I don’t know if you’ve ever tried to edit the grammar and development of an apologetics book proposal as someone who literally despises apologetics and knows that every statement on the page is absolutely wrong, but I’ll tell you this: sticking to just grammar suggestions was physically impossible. After four years of being bombarded with Christianity when all I wanted was a good education, and a semester of editing biographies of pastors and articles on how to fight evil temptation when all I wanted was to improve my editing skills, I was fed up. Rather than moving around commas or rearranging paragraphs, my edits were focused on why this book existed at all.

I was very heated during this assignment. After submitting it, I immediately showed my fiancé what I had done. He asked, “Are you going to turn it in like that?” Ready to be reprimanded for losing my mind via Microsoft Word comments, I said, “…I did already.” But instead of saying, “Okay, well you’re going to get in a lot of trouble for insulting a teacher’s intelligence,” he said, “Good! What you said is true.” I’m telling you, he’s my soulmate.

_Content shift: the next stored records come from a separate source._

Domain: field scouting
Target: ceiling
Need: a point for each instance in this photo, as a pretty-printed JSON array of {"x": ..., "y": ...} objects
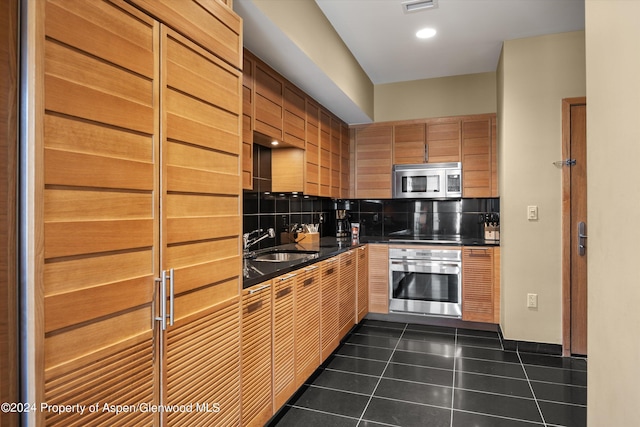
[{"x": 381, "y": 37}]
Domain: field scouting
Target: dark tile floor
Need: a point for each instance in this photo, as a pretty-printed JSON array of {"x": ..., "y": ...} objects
[{"x": 397, "y": 374}]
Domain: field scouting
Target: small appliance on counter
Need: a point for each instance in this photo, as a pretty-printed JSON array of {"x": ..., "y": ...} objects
[{"x": 343, "y": 227}]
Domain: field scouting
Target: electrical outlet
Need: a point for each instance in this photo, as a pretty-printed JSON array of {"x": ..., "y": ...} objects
[{"x": 532, "y": 300}]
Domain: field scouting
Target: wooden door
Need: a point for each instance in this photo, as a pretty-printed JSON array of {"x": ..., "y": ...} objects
[
  {"x": 284, "y": 373},
  {"x": 201, "y": 226},
  {"x": 347, "y": 292},
  {"x": 574, "y": 213},
  {"x": 307, "y": 324},
  {"x": 100, "y": 214},
  {"x": 257, "y": 393}
]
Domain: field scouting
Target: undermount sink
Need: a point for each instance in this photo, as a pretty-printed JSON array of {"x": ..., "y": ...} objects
[{"x": 285, "y": 256}]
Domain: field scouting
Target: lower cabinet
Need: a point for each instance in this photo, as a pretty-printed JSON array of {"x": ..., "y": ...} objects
[
  {"x": 481, "y": 284},
  {"x": 362, "y": 288},
  {"x": 283, "y": 339},
  {"x": 347, "y": 292},
  {"x": 257, "y": 394},
  {"x": 329, "y": 321},
  {"x": 307, "y": 323}
]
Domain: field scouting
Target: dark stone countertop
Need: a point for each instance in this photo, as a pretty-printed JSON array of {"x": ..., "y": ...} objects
[{"x": 255, "y": 272}]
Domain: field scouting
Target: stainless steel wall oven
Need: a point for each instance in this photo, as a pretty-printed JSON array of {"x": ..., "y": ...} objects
[{"x": 425, "y": 281}]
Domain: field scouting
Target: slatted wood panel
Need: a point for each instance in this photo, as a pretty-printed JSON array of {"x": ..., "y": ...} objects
[
  {"x": 477, "y": 284},
  {"x": 476, "y": 157},
  {"x": 294, "y": 117},
  {"x": 204, "y": 365},
  {"x": 362, "y": 297},
  {"x": 329, "y": 297},
  {"x": 325, "y": 153},
  {"x": 283, "y": 339},
  {"x": 336, "y": 158},
  {"x": 378, "y": 278},
  {"x": 409, "y": 143},
  {"x": 347, "y": 291},
  {"x": 312, "y": 151},
  {"x": 307, "y": 324},
  {"x": 101, "y": 218},
  {"x": 444, "y": 140},
  {"x": 373, "y": 162},
  {"x": 257, "y": 393},
  {"x": 345, "y": 157}
]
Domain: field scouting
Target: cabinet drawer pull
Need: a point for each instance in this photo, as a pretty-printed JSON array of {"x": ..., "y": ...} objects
[
  {"x": 283, "y": 292},
  {"x": 254, "y": 306},
  {"x": 261, "y": 288}
]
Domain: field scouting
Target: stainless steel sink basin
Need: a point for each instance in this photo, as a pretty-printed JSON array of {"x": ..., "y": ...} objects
[{"x": 285, "y": 256}]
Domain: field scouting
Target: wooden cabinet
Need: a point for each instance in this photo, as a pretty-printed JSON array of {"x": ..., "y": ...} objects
[
  {"x": 373, "y": 161},
  {"x": 130, "y": 112},
  {"x": 329, "y": 300},
  {"x": 307, "y": 325},
  {"x": 378, "y": 278},
  {"x": 481, "y": 284},
  {"x": 362, "y": 288},
  {"x": 283, "y": 339},
  {"x": 478, "y": 156},
  {"x": 347, "y": 292},
  {"x": 256, "y": 371}
]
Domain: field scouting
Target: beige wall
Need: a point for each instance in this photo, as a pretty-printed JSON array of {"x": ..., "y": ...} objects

But that’s beside the point. This book is terrible, and as a student who had to sit in class while books like this were treated as normal, I decided that it’s my turn to speak. So naturally, I went online and found the book used so that the author wouldn’t profit from it, bought it for $20, and decided to critique it one chapter at a time.

At this point, I know that it’s somewhat redundant for an atheist to try and find all the flaws in Christian apologetics. But for my whole life, I have been forced to take books like this seriously. So even though they’re riddled with copious flaws, as long as they’re treated with the respect that they are by my teachers and family members, I find it appropriate to go through and point out just what makes them so flawed. And for the atheists who have left the closet and don’t have to deal with religion, I’m showing you that for some of us, even after coming out, it is still a problem.

This book is set up as a series of email exchanges between the author and a “seeker” of Christianity. He explains that when he was a professor at a secular university, he would often discuss topics of religion with a group of friends who were young professionals in their twenties and thirties. These friends, he says, ranged from deists to theists, but for the sake of smoothness in content, he personified them all in the book as one seeker who was manifested as a college student. So each chapter, or exchange, begins with this fictional college student asking a question that is meant to sound skeptical, and the author giving his apologetic response. Of course, this is easily seen right through as the apologist asking and answering his own questions.

It’s also very purposefully clarified that this book is for “seekers” of the Christian faith and for Christians who want to pursue apologetics and share the faith with others. I always find that questionable in that these self-proclaimed theologians can’t face atheists head-on in their books, but instead, they write the books for amateur apologists and make them do the dirty work. It makes me feel as though the author thinks that he and his fellow apologists are on some undercover mission to become equipped to answer to “the atheists”, and if he writes a book not addressed to atheists, then we won’t find his top-secret formula. But isn’t it easier to just skip the extra step and have an atheist read this book directly? What’s he so scared of?

The back cover, as well as any description you’ll find of this book if you’ve looked it up, opens with “As popular advocates for new atheism clash with intellectually gifted Christian apologists, the debates rage on.” Seriously? Give me a break.